めくらやなぎと眠る女
村上春樹/新潮社
村上春樹の英語版アンソロジーの逆輸入版、第二弾。
前作『象の消滅』のときにはあまり気にしていなかったけれど、このシリーズはとてもコスト・パフォーマンスが高い。なんたって、この本には『東京奇譚集』がまるごと収録されている。その部分だけで百五十ページ。全体では五百ページだから、要するにこれ一冊でオリジナルの短編集三冊分くらいの分量ということになる。それで千四百円だっていうんだから、これはお買い得でしょう。ソフトカバーながら、日本の本には珍しいバタ臭い装丁も魅力的だし、翻訳短編小説のアンソロジー『バースデイ・ストーリーズ』のために書き下ろされた『バースデイ・ガール』や、全集のために書き下ろされた『人喰い猫』も収録されているし(これがなかなかいい)、村上春樹の短編集はすべて読んでいるという人でも、とりあえず要チェックの一冊ではないかと思う。

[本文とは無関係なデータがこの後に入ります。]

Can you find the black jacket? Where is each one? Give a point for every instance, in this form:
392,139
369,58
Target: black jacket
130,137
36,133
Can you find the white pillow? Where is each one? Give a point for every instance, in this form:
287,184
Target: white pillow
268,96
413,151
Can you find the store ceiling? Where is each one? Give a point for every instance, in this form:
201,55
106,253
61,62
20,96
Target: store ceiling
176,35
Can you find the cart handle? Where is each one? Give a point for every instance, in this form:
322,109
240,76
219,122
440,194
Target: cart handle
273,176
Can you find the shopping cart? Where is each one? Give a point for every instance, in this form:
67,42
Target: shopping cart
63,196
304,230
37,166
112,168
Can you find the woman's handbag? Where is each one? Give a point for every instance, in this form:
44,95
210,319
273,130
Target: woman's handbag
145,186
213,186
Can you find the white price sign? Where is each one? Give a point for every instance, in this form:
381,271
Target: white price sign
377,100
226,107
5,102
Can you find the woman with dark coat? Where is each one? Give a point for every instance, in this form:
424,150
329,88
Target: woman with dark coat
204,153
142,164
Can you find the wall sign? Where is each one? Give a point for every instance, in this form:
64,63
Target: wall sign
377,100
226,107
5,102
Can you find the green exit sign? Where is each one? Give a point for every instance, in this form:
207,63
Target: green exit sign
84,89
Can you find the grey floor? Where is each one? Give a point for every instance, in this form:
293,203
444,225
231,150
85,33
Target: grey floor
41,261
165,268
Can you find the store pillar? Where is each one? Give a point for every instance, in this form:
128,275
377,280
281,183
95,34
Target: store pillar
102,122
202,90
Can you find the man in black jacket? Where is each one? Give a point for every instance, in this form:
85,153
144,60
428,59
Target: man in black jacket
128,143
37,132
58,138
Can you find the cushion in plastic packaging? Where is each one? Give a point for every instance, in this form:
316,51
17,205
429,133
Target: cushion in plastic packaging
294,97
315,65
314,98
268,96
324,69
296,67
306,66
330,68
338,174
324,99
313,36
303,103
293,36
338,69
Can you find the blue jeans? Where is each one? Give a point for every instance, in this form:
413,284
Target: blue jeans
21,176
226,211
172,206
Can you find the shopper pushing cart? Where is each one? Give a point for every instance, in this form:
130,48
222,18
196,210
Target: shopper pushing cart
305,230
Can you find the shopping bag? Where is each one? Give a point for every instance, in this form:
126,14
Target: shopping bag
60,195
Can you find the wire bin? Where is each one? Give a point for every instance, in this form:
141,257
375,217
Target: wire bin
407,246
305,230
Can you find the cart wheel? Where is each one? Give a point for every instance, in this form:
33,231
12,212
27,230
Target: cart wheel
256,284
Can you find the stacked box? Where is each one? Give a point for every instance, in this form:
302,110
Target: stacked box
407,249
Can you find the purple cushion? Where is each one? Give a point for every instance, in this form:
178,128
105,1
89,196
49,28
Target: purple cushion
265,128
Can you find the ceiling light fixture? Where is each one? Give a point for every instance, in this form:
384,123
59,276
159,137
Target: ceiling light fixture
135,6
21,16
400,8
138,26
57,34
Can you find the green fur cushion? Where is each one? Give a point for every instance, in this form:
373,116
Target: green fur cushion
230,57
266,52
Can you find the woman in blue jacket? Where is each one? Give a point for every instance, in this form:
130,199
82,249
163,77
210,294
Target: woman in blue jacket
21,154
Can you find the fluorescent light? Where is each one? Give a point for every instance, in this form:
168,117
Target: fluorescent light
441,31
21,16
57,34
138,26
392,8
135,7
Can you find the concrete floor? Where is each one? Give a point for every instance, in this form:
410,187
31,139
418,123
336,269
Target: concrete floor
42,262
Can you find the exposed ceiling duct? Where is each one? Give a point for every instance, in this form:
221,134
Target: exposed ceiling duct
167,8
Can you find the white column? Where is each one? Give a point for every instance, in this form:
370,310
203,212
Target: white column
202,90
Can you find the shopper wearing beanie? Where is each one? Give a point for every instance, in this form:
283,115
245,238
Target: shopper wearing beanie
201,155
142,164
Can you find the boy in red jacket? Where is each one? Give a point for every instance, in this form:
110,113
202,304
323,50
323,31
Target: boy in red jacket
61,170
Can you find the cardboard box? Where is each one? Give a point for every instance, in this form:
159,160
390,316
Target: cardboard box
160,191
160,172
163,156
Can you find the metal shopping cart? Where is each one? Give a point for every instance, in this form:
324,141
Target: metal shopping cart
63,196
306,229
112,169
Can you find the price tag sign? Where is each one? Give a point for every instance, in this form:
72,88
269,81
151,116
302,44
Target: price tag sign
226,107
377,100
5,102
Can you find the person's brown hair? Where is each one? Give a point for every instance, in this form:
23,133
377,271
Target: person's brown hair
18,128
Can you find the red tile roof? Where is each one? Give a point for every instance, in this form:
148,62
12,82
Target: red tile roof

……といいつつ、僕は若いころ、あまり村上春樹の短編って好きではなかったのだけれど──長編よりも作為的な部分が不自然にめだつ気がして、いまいちなじめなかった──、こうやって新旧の短編をまとめて読んでみて、あらためてその感じを思い出してしまった。いい短編もたくさんあるんだけれど、たまにこれは好きになれないなぁって作品もある。おもしろくないというのではなく、なんとなく好きになれない、という感じ。
どこがどうとかは分析できないし、する余裕もないけれど、いずれにせよこの感じがあるから、僕は村上春樹を全面肯定できないでいるんだろうなと思った。